Рассмотрим теперь более обстоятельно сам механизм интенсивного разбухания интеллектуального слоя. Начнем с начальной точки отсчета – с 1917 г. До этого судьбоносного репера российская наука развивалась в Академии наук, небольшом учреждении со штатом чуть более 200 человек, в университетах (в 1913 г. их было 11), да в 94 специализированных высших учебных заведениях.

Помимо вузов, научные работы велись в рамках добровольных научных обществ, в частных лабораториях, существовавших на средства меценатов, на опытных станциях и в некоторых государственных учреждениях типа Геологического комитета.

Свой анализ мы проведем раздельно: для всей науки, для так называемой академической науки, поскольку она по традиции предполагает преимущественное развитие фундаментальной науки; наконец, для ведомственной, или отраслевой науки, она по той же традиции носит прикладной характер.

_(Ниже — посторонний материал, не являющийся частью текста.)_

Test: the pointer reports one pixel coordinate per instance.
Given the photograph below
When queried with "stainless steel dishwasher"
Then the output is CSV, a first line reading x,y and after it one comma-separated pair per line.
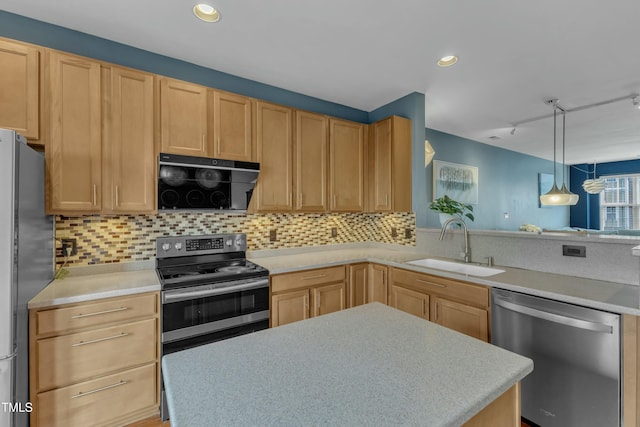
x,y
576,379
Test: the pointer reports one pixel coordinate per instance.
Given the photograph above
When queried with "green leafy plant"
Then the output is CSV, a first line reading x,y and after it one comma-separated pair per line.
x,y
447,205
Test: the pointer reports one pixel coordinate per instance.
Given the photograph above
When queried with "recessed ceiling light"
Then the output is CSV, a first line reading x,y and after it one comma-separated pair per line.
x,y
206,13
447,61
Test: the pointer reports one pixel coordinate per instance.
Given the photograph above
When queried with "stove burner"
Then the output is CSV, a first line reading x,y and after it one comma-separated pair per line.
x,y
233,269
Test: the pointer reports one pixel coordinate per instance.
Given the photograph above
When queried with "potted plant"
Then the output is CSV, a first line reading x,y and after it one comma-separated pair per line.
x,y
447,206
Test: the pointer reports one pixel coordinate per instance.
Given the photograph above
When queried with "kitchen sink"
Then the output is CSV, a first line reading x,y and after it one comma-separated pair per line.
x,y
457,267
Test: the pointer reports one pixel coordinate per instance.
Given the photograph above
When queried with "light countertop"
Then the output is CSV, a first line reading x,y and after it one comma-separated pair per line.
x,y
95,282
603,295
369,365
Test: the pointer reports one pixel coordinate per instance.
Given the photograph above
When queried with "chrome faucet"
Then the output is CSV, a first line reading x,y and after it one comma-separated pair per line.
x,y
467,251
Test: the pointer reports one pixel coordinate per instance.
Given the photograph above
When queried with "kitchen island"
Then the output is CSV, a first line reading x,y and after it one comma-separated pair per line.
x,y
369,365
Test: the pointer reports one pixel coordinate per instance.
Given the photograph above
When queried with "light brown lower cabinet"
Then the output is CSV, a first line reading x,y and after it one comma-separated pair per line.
x,y
300,295
457,305
95,363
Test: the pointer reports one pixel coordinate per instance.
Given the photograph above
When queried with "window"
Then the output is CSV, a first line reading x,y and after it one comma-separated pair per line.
x,y
620,203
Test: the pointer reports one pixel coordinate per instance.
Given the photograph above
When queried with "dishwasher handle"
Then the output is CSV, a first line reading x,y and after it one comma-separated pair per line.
x,y
557,318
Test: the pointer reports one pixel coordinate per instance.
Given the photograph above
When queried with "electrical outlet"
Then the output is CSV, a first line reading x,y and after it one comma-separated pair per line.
x,y
69,247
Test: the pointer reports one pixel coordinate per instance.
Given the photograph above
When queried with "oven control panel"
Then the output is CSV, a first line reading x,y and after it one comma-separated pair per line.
x,y
167,247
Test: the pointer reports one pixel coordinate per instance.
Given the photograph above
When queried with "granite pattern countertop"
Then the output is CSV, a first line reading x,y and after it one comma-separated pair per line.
x,y
95,282
599,294
369,365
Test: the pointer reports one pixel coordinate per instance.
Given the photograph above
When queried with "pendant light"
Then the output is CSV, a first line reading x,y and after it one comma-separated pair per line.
x,y
573,198
554,197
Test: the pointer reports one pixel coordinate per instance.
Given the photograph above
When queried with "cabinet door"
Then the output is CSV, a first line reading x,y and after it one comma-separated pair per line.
x,y
346,166
377,283
129,159
19,93
73,151
232,126
380,160
358,284
463,318
410,301
329,298
311,154
273,142
183,118
289,307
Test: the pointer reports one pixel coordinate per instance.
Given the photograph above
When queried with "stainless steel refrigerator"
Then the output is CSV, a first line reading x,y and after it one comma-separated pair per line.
x,y
26,266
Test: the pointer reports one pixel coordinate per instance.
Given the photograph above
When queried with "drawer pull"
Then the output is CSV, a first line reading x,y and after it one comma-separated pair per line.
x,y
97,313
319,276
81,394
81,343
431,283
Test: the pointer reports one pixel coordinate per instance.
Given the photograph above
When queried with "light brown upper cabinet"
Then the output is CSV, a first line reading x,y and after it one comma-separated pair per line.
x,y
389,152
231,126
183,118
73,154
19,88
346,166
273,129
129,182
311,153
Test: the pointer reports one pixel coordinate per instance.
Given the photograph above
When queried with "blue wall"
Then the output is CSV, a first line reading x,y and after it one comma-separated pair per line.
x,y
508,182
586,213
44,34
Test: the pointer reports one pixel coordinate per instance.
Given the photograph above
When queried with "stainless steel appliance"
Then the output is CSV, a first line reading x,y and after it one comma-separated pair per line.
x,y
200,183
26,266
576,380
210,291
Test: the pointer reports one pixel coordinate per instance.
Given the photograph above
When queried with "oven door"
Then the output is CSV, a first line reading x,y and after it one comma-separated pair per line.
x,y
202,310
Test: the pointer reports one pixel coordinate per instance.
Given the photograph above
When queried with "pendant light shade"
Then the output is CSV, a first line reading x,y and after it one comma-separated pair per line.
x,y
558,196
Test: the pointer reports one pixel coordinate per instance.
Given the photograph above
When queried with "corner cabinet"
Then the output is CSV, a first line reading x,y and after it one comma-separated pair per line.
x,y
273,128
73,153
95,363
19,88
457,305
347,172
183,118
389,167
309,293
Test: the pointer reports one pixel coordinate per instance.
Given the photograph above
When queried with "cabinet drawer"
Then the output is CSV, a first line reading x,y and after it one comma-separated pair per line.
x,y
98,401
307,278
93,314
70,358
467,292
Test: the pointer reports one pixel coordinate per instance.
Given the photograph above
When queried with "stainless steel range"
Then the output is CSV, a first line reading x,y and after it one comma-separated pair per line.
x,y
210,291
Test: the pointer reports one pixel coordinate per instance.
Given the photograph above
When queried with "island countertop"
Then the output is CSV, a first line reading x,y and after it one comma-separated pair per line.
x,y
369,365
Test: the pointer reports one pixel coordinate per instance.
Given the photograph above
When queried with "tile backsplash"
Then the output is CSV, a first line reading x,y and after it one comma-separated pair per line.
x,y
110,239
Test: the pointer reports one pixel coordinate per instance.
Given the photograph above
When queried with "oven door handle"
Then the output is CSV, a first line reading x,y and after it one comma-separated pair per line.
x,y
181,295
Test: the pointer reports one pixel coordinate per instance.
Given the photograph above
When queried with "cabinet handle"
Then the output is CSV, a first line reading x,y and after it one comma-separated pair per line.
x,y
319,276
81,394
112,337
97,313
431,283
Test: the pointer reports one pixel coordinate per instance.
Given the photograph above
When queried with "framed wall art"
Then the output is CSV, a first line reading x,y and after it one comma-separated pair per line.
x,y
460,182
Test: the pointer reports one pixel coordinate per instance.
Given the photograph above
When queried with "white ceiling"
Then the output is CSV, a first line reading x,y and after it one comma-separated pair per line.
x,y
514,55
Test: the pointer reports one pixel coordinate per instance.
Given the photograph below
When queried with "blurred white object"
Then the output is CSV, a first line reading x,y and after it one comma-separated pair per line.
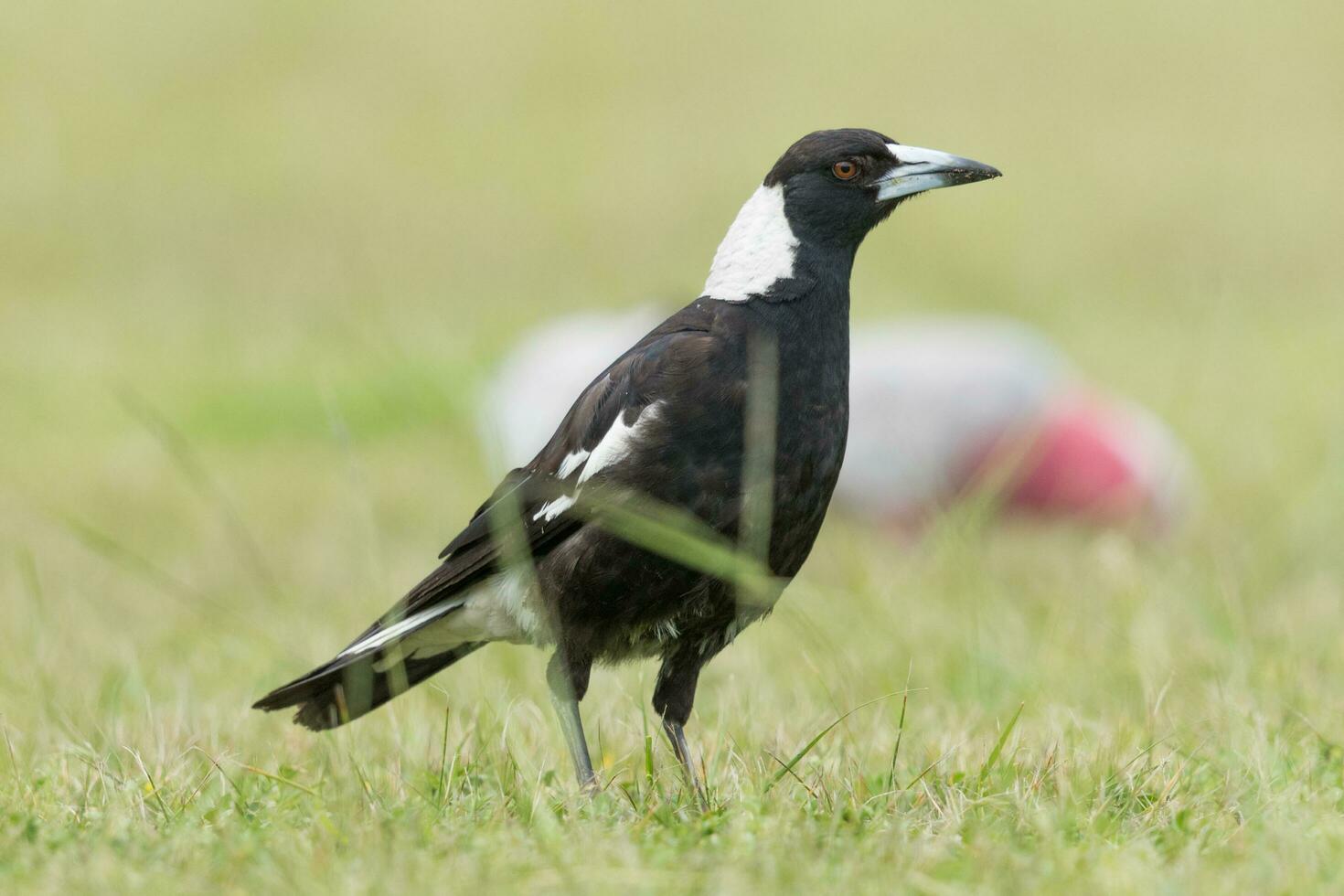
x,y
940,407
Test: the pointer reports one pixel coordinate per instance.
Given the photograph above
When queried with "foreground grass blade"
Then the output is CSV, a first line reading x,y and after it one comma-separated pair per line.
x,y
816,739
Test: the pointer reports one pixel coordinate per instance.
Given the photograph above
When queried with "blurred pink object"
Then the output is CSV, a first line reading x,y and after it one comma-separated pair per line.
x,y
941,407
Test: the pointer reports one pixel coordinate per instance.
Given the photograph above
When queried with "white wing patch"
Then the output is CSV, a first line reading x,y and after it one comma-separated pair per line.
x,y
758,249
612,449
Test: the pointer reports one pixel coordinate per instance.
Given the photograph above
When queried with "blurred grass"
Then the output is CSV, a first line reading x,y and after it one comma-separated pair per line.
x,y
302,232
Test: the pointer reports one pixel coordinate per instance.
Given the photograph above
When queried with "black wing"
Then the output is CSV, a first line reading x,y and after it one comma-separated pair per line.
x,y
621,391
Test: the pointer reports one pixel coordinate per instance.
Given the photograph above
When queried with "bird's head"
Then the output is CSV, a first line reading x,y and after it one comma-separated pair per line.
x,y
826,192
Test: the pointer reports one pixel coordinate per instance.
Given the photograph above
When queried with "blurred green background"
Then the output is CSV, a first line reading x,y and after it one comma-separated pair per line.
x,y
257,260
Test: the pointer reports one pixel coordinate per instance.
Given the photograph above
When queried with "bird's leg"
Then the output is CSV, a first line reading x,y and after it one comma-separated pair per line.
x,y
569,684
672,699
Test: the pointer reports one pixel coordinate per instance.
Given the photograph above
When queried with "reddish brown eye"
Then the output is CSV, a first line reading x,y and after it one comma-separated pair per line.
x,y
846,169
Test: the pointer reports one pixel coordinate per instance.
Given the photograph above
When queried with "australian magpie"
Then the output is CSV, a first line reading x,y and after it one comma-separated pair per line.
x,y
666,422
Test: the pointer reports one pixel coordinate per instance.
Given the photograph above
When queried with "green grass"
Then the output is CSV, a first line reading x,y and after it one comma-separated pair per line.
x,y
258,261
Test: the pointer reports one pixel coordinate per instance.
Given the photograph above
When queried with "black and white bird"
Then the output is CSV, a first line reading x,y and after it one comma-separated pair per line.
x,y
667,421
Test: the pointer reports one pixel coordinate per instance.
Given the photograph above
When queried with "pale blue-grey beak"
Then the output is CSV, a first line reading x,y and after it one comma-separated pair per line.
x,y
918,169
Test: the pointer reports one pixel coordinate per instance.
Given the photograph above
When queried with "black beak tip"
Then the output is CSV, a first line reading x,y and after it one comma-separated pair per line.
x,y
978,172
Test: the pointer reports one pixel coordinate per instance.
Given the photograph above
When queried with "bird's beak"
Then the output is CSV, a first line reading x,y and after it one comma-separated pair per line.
x,y
918,169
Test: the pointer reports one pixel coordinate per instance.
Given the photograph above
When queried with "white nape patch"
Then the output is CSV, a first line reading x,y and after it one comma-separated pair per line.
x,y
397,629
571,463
617,443
758,249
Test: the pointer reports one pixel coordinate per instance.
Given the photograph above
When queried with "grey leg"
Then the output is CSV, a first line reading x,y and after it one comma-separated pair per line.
x,y
677,733
672,698
565,698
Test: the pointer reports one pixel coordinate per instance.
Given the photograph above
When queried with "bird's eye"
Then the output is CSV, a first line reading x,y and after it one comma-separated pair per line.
x,y
846,169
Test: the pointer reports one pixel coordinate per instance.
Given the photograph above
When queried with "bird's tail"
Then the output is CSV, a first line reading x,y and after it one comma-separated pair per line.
x,y
349,687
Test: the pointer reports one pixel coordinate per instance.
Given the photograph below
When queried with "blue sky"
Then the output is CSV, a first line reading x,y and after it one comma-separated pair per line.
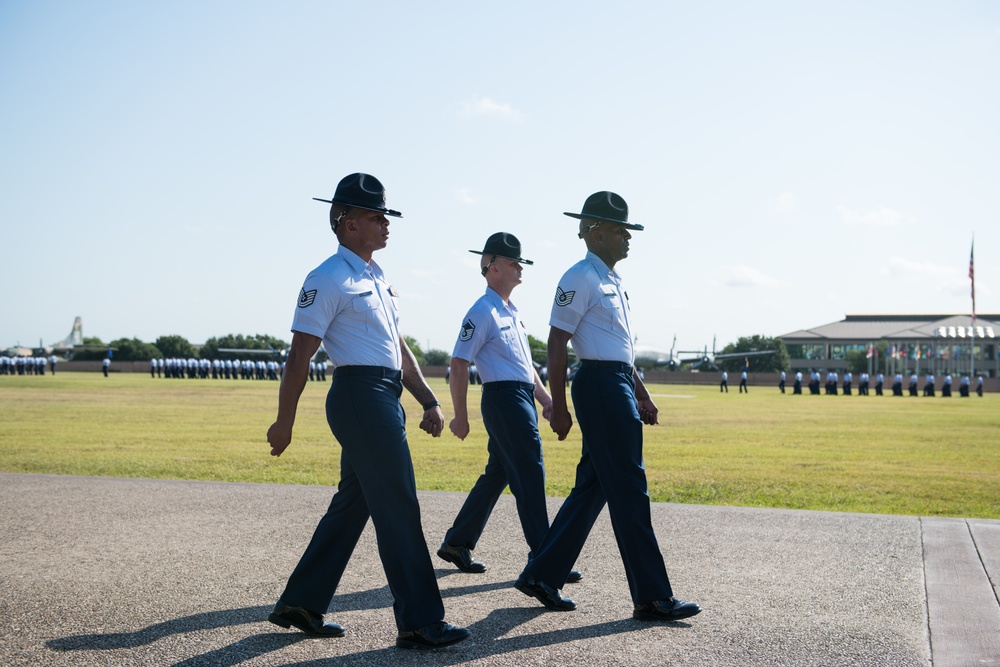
x,y
791,161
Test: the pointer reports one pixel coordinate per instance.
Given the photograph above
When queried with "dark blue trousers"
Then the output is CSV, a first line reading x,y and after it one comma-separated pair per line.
x,y
611,471
376,480
515,450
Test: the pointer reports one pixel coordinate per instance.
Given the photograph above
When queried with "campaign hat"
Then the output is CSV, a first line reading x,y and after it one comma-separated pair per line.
x,y
606,207
503,244
361,191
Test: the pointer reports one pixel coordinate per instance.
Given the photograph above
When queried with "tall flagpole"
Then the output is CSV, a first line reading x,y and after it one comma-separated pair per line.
x,y
972,277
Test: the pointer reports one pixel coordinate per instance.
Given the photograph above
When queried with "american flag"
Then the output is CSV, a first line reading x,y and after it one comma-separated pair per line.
x,y
972,277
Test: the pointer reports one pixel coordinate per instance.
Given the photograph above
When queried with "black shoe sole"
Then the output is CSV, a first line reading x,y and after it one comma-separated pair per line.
x,y
283,622
425,646
445,556
650,616
540,595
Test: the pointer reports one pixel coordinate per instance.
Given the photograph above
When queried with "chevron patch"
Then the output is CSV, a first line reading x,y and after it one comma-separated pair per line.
x,y
306,298
564,298
468,328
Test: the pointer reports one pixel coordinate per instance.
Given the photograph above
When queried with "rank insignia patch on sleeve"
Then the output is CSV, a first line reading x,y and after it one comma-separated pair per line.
x,y
564,298
468,328
306,298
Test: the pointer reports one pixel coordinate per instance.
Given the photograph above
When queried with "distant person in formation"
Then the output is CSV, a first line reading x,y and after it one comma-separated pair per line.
x,y
494,337
591,309
349,306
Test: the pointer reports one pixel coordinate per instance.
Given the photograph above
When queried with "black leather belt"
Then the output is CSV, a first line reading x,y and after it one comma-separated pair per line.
x,y
619,366
508,384
376,371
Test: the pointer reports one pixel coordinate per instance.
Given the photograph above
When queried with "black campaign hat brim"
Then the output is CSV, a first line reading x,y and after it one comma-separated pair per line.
x,y
626,225
500,254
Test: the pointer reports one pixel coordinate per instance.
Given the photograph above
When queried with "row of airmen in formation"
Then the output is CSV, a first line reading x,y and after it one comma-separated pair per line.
x,y
227,369
26,365
864,380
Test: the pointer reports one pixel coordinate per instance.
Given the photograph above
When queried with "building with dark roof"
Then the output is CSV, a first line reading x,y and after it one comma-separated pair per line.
x,y
901,343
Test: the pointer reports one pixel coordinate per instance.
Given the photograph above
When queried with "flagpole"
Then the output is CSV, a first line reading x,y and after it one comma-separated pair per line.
x,y
972,277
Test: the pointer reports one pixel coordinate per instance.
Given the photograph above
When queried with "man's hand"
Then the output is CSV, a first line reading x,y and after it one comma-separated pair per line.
x,y
459,428
561,423
279,437
433,421
648,411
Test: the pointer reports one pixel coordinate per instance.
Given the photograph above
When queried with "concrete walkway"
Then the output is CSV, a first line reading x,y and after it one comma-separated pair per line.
x,y
101,571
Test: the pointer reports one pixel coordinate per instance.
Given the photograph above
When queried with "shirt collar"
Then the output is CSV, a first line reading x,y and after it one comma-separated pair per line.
x,y
359,265
600,266
497,301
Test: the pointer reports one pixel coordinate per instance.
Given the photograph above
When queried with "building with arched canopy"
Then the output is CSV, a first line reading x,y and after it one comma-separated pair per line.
x,y
904,343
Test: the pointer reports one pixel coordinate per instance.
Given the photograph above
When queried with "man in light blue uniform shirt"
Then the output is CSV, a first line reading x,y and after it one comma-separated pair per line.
x,y
494,338
591,309
347,304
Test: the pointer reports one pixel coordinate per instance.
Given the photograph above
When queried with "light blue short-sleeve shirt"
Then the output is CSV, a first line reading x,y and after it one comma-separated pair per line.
x,y
493,337
353,308
592,305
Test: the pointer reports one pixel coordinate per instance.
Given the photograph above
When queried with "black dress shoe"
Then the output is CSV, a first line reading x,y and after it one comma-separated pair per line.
x,y
548,596
434,635
671,609
461,557
307,621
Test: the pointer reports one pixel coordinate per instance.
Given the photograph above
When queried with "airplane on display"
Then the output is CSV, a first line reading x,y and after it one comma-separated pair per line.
x,y
657,356
67,347
708,359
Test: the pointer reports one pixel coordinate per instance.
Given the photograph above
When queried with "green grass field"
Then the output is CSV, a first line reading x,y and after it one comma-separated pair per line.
x,y
917,456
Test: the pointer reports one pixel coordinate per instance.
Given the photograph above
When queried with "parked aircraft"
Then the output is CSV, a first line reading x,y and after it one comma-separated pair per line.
x,y
655,356
67,347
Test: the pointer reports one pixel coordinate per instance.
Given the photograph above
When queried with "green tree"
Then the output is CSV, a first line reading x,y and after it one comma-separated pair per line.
x,y
764,363
539,350
437,358
134,350
414,346
175,347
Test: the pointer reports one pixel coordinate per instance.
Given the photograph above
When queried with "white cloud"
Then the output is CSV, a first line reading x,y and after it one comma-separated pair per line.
x,y
485,106
741,275
465,196
786,202
904,268
877,217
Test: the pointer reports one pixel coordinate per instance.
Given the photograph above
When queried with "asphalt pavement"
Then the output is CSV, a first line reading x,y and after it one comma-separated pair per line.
x,y
105,571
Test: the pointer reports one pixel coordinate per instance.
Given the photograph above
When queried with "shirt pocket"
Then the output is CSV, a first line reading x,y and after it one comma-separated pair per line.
x,y
611,309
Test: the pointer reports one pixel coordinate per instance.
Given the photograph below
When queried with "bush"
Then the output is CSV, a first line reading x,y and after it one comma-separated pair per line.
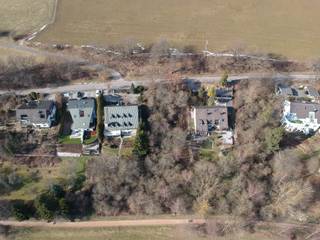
x,y
46,206
23,211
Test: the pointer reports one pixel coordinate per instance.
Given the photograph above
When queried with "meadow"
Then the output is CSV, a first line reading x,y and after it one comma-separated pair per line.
x,y
130,233
287,27
27,16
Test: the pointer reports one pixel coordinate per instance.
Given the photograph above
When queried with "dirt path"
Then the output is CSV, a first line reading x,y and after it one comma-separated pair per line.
x,y
127,82
113,223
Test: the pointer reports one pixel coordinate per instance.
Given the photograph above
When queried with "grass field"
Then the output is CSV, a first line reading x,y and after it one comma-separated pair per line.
x,y
287,27
45,176
24,16
127,233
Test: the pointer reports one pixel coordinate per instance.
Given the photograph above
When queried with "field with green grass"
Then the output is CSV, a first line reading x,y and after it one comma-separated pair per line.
x,y
128,233
286,27
22,17
37,179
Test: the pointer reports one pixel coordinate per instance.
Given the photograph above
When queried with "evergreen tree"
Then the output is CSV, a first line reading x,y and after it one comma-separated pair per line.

Подобное деление, хотя и стало традиционным, тем не менее не имеет ни глубокого смысла, ни принципиального значения, ибо, заменив использованные нами ключевые слова на их смысловые синонимы, мы получим очевидную глупость, т.е. будем вынуждены разделить науку на «большую» (фундаментальную) и «нужную» (прикладную) [244]. И тем не менее традиции ломать не будем.

… Еще не наладив выпуск специалистов, большевики приступили к организации новых научных институтов. Причины подобной спешки мы уже рассмотрели. И хотя жизнь в них едва теплилась, произошел явно скачкообразный рост научных кадров: на конец 1920-х годов в СССР уже было 30,5 тыс. работников нау- ки [245], а по другим данным 36,4 тысячи [246]. Несколько другие цифры приводит В.С. Соболев. По его данным к лету 1927 г. в стране 20878 человек было занято научной деятельностью в 2454 учреждениях, т.е. в среднем по 8 человек на «учреждение». Характерно и распределение кадров по научным интересам: 31,7% занимались общественными науками, 27,7% – медициной, 24,2% – прикладными науками, 20,4% – «точными» науками и лишь 4% – сельскохозяйственными [247]. К концу 1930 г. число научных учреждений достигло уже 4000, причем львиная их доля располагалась в Москве. Если из достаточно аморфного понятия «научное учреждение» вычленить научно-исследовательские институты, то к концу 1933 г. их было уже 860 [248].

Далее рост научных кадров продолжился лавинообразно: уже в 1940 г. было 98,3 тыс. «ученых», т.е. за 10 лет их численность выросла более чем в 3 раза. За 50-е годы эта цифра удвоилась. В среднем до «перестройки» ежегодный прирост научных кадров составлял 7 – 8 % в год [249]. Так, если в 1950 г. было зарегистрировано 162,5 тыс. работников науки, в 1960 г. – 354,2 тыс., в 1970 г. – 927,7 тыс., то уже в 1980 г. – 1373,3 тыс. человек, а к 1986 г. в научной армии значилось 1500,5 тыс. тружеников.

Причем, если в 20-х годах был заметен интерес к так называемым общественным наукам, то начиная с послевоенных лет центр тяжести научных интересов явно сместился в направлении наук технического цикла. Так, в 1980 г. ими занимались 46,3% ученых, 10,3% работали в сфере физико-математических наук, 7,7% – экономических, 5% – медицинских, 4,2% – химических, 3,8% – биологических, 3,0% – сельскохозяйственных, и лишь 7,6% были заняты гуманитарными науками (2% – историей, 1,4% – философией и 4,2% – филологией).

Подобная диспропорция объяснялась, конечно, приоритетами самого государства, предпочитавшего развивать мускулы и не стремившегося поднимать уровень гуманитарной культуры общества. Численность кадров в науках, ориентированных на человека – медицина, фармацевтика, педагогика и др., была устойчиво в хвосте распределения научных работников по отраслям знания. Отчетливое пренебрежение советских властей к работникам «культурного фронта» выражалось даже в зарплатах. У сотрудников библиотек и музеев она была нищенской всегда.